Interact Exercise 5

Imports

Put the standard imports for Matplotlib, Numpy and the IPython widgets in the following cell.


In [3]:
%matplotlib inline
from matplotlib import pyplot as plt
import numpy as np

In [4]:
from IPython.html.widgets import interact, interactive, fixed
from IPython.html import widgets
from IPython.display import display


:0: FutureWarning: IPython widgets are experimental and may change in the future.

In [5]:
from IPython.display import (
    display_pretty, display_html, display_jpeg,
    display_png, display_json, display_latex, display_svg
)
from IPython.display import SVG

Interact with SVG display

SVG is a simple way of drawing vector graphics in the browser. Here is a simple example of how SVG can be used to draw a circle in the Notebook:


In [6]:
s = """
<svg width="100" height="100">
  <circle cx="50" cy="50" r="20" fill="aquamarine" />
</svg>
"""

In [7]:
S = SVG(s)
display(S)


Write a function named draw_circle that draws a circle using SVG. Your function should take the parameters of the circle as function arguments and have defaults as shown. You will have to write the raw SVG code as a Python string and then use the IPython.display.SVG object and IPython.display.display function.


In [9]:
def draw_circle(width=100, height=100, cx=25, cy=25, r=5, fill='red'):
    """Draw an SVG circle.
    
    Parameters
    ----------
    width : int
        The width of the svg drawing area in px.
    height : int
        The height of the svg drawing area in px.
    cx : int
        The x position of the center of the circle in px.
    cy : int
        The y position of the center of the circle in px.
    r : int
        The radius of the circle in px.
    fill : str
        The fill color of the circle.
    """
    
    listed = ['<svg width=','"',str(width),'"',' height=','"', str(height),'"', '> <circle cx=','"', str(cx),'"',' cy=','"',
           str(cy),'"',' r=','"', str(r),'"', ' fill=','"',fill,'"',' /> </svg>']
    s = "".join(listed)
    S = SVG(s)
    display(S)
    print(s)

In [10]:
draw_circle(cx=30, cy=30, r=30, fill='plum')

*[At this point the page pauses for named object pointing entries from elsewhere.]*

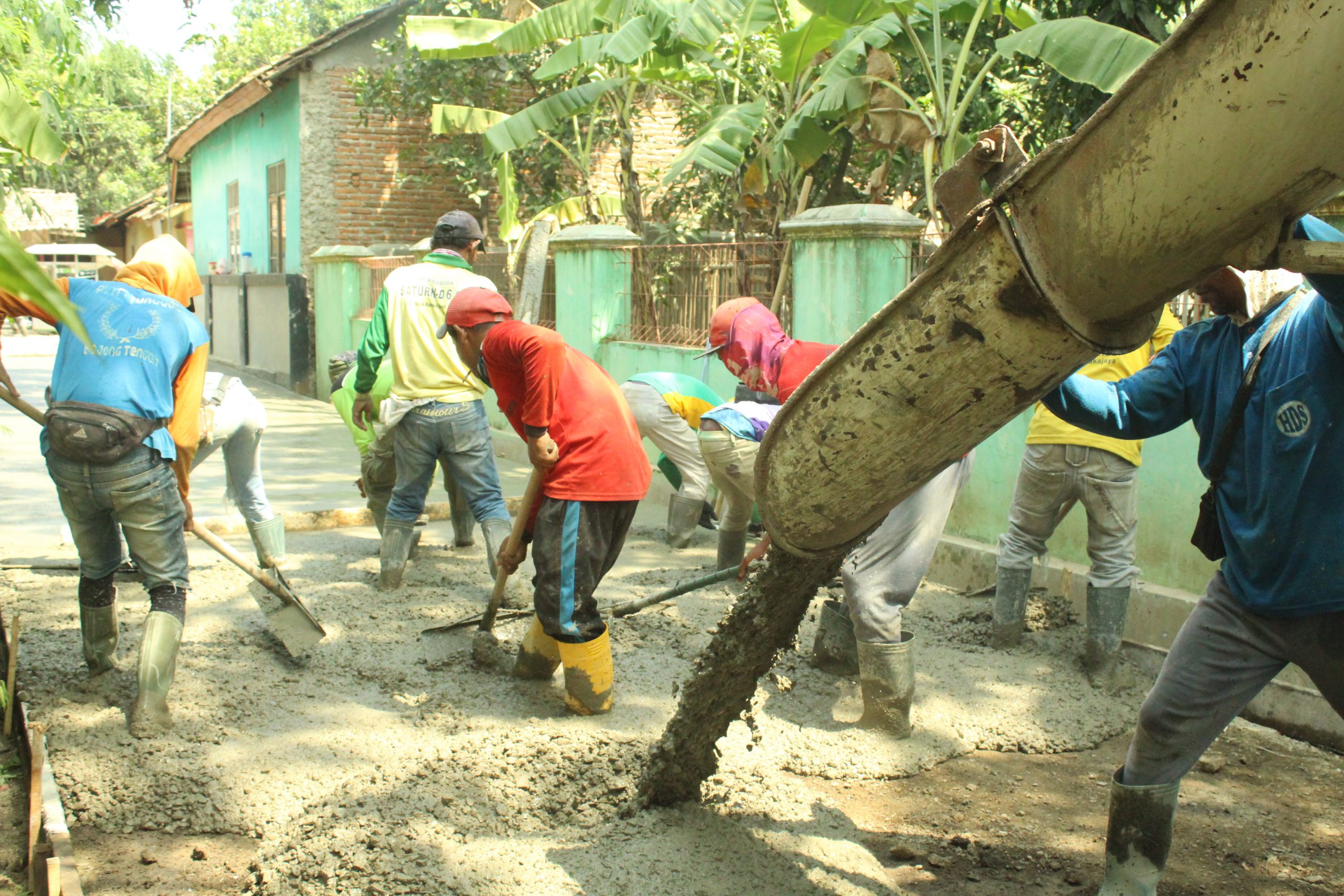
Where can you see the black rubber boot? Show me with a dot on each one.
(1107, 612)
(1010, 606)
(1139, 837)
(835, 649)
(887, 681)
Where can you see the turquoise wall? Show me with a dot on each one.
(241, 150)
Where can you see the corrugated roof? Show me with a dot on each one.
(258, 83)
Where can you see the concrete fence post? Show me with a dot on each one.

<svg width="100" height="100"> <circle cx="30" cy="30" r="30" fill="plum" /> </svg>

In [10]:
assert True # leave this to grade the draw_circle function

Use interactive to build a user interface for exploing the draw_circle function:

  • width: a fixed value of 300px
  • height: a fixed value of 300px
  • cx/cy: a slider in the range [0,300]
  • r: a slider in the range [0,50]
  • fill: a text area in which you can type a color's name

Save the return value of interactive to a variable named w.


In [11]:
w = interactive(draw_circle, width=fixed(300), height=fixed(300), cx=(0,300,1), cy=(0,300,1), r=(0,50,1), fill='red')

In [12]:
c = w.children
assert c[0].min==0 and c[0].max==300
assert c[1].min==0 and c[1].max==300
assert c[2].min==0 and c[2].max==50
assert c[3].value=='red'

Use the display function to show the widgets created by interactive:


In [13]:
display(w)



In [103]:
assert True # leave this to grade the display of the widget

Play with the sliders to change the circles parameters interactively.